Detection Methods for CVE-2026-5501
Indicators of Compromise
- TLS sessions presenting certificate chains where an intermediate has Basic Constraints CA:FALSE yet is used to sign a subsequent certificate.
- Successful authentication events to wolfSSL-backed services using certificates whose subject names do not match any issued inventory record.
- Repeated TLS handshakes from unexpected client identities against nginx or HAProxy endpoints built with the wolfSSL OpenSSL compatibility layer.
Detection Strategies
- Inspect captured TLS handshakes and parse presented chains; flag any chain where a non-CA certificate appears as an issuer.
- Compare authenticated client certificate subjects against the authoritative PKI inventory and alert on mismatches.
- Audit application binaries and packages for linkage against vulnerable wolfSSL versions prior to the fix in pull request 10102.
Monitoring Recommendations
- Log full peer certificate chains at the reverse proxy or load balancer for forensic review.
- Monitor anomalous certificate issuer fields in mTLS authentication events and correlate with user or service identity baselines.
- Track wolfSSL package versions across the fleet and alert when unpatched builds are deployed.
How to Mitigate CVE-2026-5501
Immediate Actions Required
- Upgrade wolfSSL to the fixed release that incorporates pull request #10102 and rebuild dependent applications including nginx and HAProxy.
- Inventory every binary linked against wolfSSL's OpenSSL compatibility layer and prioritize internet-facing TLS terminators.
- Revoke and reissue any client or server certificates whose private keys may have been used for fraudulent authentication during the exposure window.
Patch Information
The wolfSSL project addressed the issue in GitHub pull request #10102. The fix enforces Basic Constraints CA:TRUE on intermediates and ensures the leaf signature is verified against the issuing certificate's public key inside wolfSSL_X509_verify_cert.
Workarounds
- Where patching is delayed, route certificate verification through the native wolfSSL handshake path (ProcessPeerCerts) rather than the OpenSSL compatibility API.

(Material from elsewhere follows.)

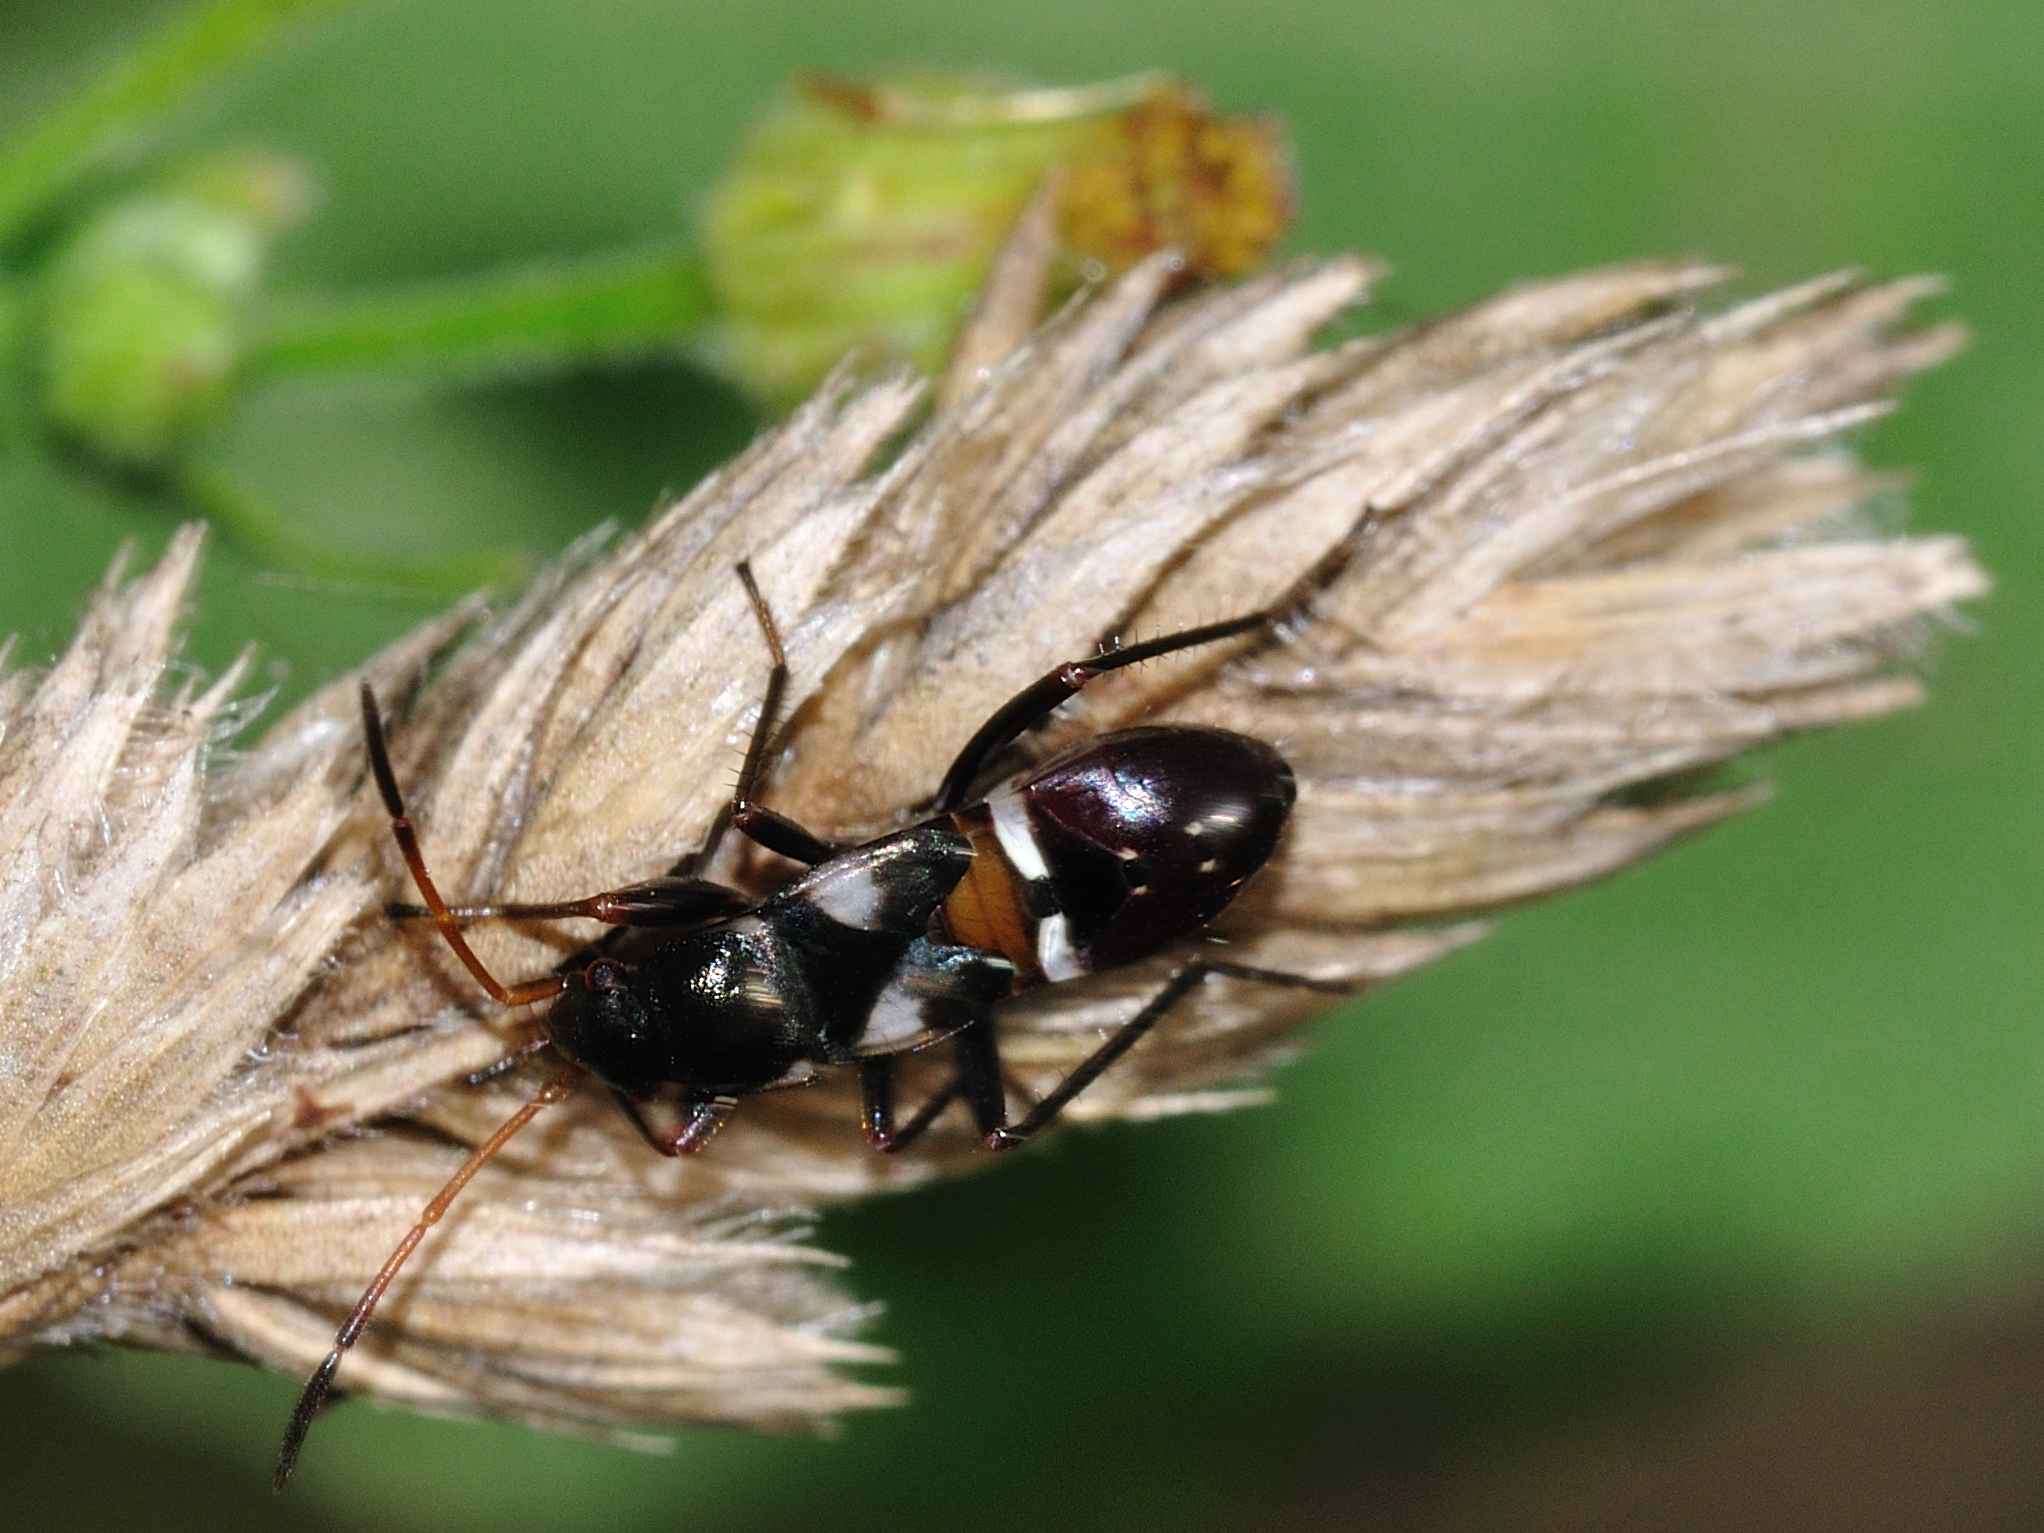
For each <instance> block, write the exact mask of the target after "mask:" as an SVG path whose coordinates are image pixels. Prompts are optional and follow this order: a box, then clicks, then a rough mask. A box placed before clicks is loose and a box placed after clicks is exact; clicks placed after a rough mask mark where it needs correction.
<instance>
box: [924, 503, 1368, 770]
mask: <svg viewBox="0 0 2044 1533" xmlns="http://www.w3.org/2000/svg"><path fill="white" fill-rule="evenodd" d="M1376 525H1378V509H1376V507H1374V505H1365V507H1363V513H1361V517H1357V521H1355V525H1353V527H1351V529H1349V536H1347V538H1343V540H1341V542H1339V544H1337V546H1335V548H1331V550H1329V552H1327V556H1322V558H1320V562H1318V564H1314V566H1312V568H1310V570H1306V574H1302V576H1300V578H1298V580H1296V583H1294V585H1292V589H1290V591H1288V593H1286V595H1284V597H1280V599H1278V601H1275V603H1271V605H1269V607H1263V609H1261V611H1253V613H1245V615H1243V617H1230V619H1228V621H1224V623H1206V625H1204V628H1186V630H1179V632H1177V634H1165V636H1163V638H1153V640H1147V642H1143V644H1130V646H1128V648H1122V650H1108V652H1106V654H1100V656H1094V658H1091V660H1069V662H1065V664H1061V666H1057V668H1055V670H1049V672H1044V675H1042V677H1040V679H1038V681H1034V683H1032V685H1028V687H1024V689H1022V691H1018V693H1016V695H1014V697H1010V699H1008V701H1006V703H1002V705H1000V707H997V709H995V711H993V713H991V717H987V722H985V724H981V726H979V728H977V730H975V732H973V738H971V740H967V742H965V748H963V750H961V752H959V756H957V760H953V762H950V771H948V773H944V783H942V787H938V791H936V807H938V809H946V811H948V809H959V807H963V805H965V803H967V799H969V795H971V791H973V779H977V777H979V773H983V771H985V767H987V762H989V760H993V756H997V754H1000V752H1002V750H1006V748H1008V746H1012V744H1014V742H1016V740H1018V738H1020V736H1022V734H1024V732H1028V730H1030V728H1034V726H1036V724H1040V722H1042V719H1047V717H1049V715H1051V713H1055V711H1057V707H1059V703H1063V701H1067V699H1069V697H1075V695H1077V693H1079V691H1081V689H1083V687H1085V685H1087V683H1089V681H1094V679H1096V677H1102V675H1106V672H1108V670H1120V668H1122V666H1132V664H1141V662H1143V660H1155V658H1157V656H1163V654H1175V652H1177V650H1194V648H1198V646H1202V644H1218V642H1220V640H1230V638H1239V636H1243V634H1253V632H1257V630H1259V628H1278V625H1280V623H1286V621H1292V619H1294V617H1296V615H1298V613H1302V611H1306V609H1308V607H1310V603H1312V599H1314V595H1318V593H1320V591H1325V589H1327V587H1331V585H1333V583H1335V580H1337V578H1339V576H1341V572H1343V570H1345V568H1349V562H1351V560H1353V558H1355V554H1357V550H1359V548H1361V546H1363V542H1365V540H1367V538H1369V533H1372V531H1374V529H1376Z"/></svg>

- Pin expected peer certificate fingerprints in applications that perform mTLS so that forged chains fail an additional out-of-band check.
- Restrict accepted issuer CAs to a private internal CA where feasible to remove public DV certificates from the trust path.
Disclaimer: This content was generated using AI. While we strive for accuracy, please verify critical information with official sources.